In an interview with the Greensboro News & Record, Easley complained about how newspapers, particularly The News & Observer and The Charlotte Observer, have treated him. Both papers are owned by Sacramento, Calif.-based McClatchy Co.
"My job is to be nice to other people, and their job is to be nice to me. Just because they're not doing theirs doesn't mean I shouldn't do mine," Easley said in audio of the interview posted on The News & Record's Web site on Christmas Day.

In his second and final term, which ends next month, Easley has had a frosty relationship with the news media.
Easley said that newspapers often run a story that the electronic media will want to ask questions about. "The trick is to try to get away from that," Easley said.
This year, The N&O has published stories about troubled mental health reform and a failing probation system.
Easley said the probation series, published this month, was a "hatchet job" on Correction Secretary Theodis Beck, an Easley appointee.
"Thirty-three years in public service, and he's got three weeks left and they decide they're going to do this hatchet job on him," Easley said.
The probation series highlighted 580 cases of probationers who killed since 2000, a system that has lost track of thousands of convicted criminals and leaders who missed chances to improve technology to help officers keep up with their charges.
Shifting numbers
Easley said that under Beck, the number of probationers who killed dropped 25 percent from the previous administration. Seth Effron, a spokesman for the governor said Monday that not including that figure was "dishonest" and made the series a "hatchet job."
Easley has declined repeated requests to talk to the reporters who worked on the probation series and declined a request Monday for an interview about his recent comments.
The governor has said the real problem is that too many convicted criminals receive probation instead of prison time.
John Drescher, The N&O's executive editor, disagreed with Easley's assessment of the series.
"Gov. Easley might be the only person in North Carolina who thinks our probation system is working well and that the state is monitoring probationers as it should," Drescher said in an interview. "The correction secretary himself has acknowledged the state needs to do a better job."
News cycle pressure
Easley said he believes newspapers are under pressure from a constant news cycle that leads to what he called "gotcha" stories.
The governor also said the papers are picking on him because of a dispute over e-mail sent and received by state employees. After The N&O published the series on mental health reform in February, it became clear that state employees were deleting e-mail messages, which violates state law, 10 news organizations contended in a lawsuit.
Easley has said that keeping all e-mail would be costly and that state employees should have the discretion to delete messages that are not valuable. Easley told The News & Record that he believes the news organizations want him to make public e-mail messages that would be protected by confidentiality agreements and exceptions to the public records law.
"It would not be in the best interest of the people of the state, and so I can't do it," Easley said. "Until that happens, I don't think the McClatchy group is going to let up, and that's not going to happen so they'll keep hammering and that's OK."
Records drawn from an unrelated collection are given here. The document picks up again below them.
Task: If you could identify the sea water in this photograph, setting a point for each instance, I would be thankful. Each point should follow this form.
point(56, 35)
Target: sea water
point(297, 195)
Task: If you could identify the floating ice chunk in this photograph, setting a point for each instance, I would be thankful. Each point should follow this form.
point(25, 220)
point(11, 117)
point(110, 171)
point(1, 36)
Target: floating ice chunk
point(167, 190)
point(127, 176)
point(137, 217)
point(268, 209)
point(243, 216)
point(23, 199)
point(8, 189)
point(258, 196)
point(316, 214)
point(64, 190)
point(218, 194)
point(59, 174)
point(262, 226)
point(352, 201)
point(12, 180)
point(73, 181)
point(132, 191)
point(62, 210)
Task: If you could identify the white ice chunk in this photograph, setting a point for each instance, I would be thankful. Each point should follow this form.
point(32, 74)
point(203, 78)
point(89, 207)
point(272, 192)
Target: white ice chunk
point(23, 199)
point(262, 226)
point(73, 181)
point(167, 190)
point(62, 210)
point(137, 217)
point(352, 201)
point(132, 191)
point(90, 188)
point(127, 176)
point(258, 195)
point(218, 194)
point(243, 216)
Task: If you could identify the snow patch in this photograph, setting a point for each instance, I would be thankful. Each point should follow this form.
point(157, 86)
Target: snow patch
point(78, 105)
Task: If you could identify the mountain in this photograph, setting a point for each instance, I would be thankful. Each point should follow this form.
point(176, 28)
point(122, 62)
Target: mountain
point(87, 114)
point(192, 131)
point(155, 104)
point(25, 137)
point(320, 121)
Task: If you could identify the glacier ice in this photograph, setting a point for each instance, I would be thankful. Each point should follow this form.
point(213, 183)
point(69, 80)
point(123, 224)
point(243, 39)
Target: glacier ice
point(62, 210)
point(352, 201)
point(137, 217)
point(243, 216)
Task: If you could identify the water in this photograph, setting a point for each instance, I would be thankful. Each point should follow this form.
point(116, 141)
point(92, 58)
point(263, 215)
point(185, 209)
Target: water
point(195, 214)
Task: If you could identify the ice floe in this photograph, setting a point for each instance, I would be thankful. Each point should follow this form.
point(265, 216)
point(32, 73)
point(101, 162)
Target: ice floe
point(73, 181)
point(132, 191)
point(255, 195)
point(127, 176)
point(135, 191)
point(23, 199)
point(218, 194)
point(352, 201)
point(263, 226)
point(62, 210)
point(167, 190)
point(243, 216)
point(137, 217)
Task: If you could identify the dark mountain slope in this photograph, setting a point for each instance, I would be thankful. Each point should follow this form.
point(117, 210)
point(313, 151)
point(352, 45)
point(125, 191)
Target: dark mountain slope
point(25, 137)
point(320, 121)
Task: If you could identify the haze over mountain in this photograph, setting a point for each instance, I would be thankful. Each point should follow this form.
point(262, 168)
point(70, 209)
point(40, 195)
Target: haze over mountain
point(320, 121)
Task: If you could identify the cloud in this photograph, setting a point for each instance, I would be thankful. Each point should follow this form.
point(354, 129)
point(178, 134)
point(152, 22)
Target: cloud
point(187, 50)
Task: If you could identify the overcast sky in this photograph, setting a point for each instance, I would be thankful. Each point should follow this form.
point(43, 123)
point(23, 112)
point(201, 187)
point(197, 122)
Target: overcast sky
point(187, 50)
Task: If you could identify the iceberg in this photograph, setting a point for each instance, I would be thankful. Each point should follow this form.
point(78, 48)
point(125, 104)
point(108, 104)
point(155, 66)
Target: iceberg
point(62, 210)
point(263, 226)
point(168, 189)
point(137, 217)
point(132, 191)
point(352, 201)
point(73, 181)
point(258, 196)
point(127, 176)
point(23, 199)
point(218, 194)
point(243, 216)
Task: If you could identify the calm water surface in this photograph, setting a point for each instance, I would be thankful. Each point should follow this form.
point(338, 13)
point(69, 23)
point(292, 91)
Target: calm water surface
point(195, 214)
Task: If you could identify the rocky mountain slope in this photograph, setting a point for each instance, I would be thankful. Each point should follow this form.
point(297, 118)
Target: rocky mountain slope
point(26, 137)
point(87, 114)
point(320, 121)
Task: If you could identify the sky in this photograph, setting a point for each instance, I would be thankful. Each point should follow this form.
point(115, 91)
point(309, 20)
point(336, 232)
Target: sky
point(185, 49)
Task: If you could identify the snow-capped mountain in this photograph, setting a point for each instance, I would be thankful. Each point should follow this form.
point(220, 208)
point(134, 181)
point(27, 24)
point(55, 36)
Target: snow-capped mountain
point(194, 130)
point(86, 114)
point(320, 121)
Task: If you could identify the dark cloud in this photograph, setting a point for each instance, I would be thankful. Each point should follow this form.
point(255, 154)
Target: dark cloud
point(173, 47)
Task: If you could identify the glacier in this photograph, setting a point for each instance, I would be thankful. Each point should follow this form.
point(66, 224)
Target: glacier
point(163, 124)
Drescher said the paper is doing its job by publishing tough stories.
"Our job is to dig, and we're going to keep digging," Drescher said in an interview. "We'll do that in a professional way."
Drescher said the parties in the lawsuit are in discussions.
"We believe we've made a reasonable request that all state government e-mail be considered a public record," Drescher said.
Easley's successor, Gov.-elect Beverly Perdue, is scheduled to be sworn in Jan. 10. She said during the campaign that she believed all state e-mail should be preserved.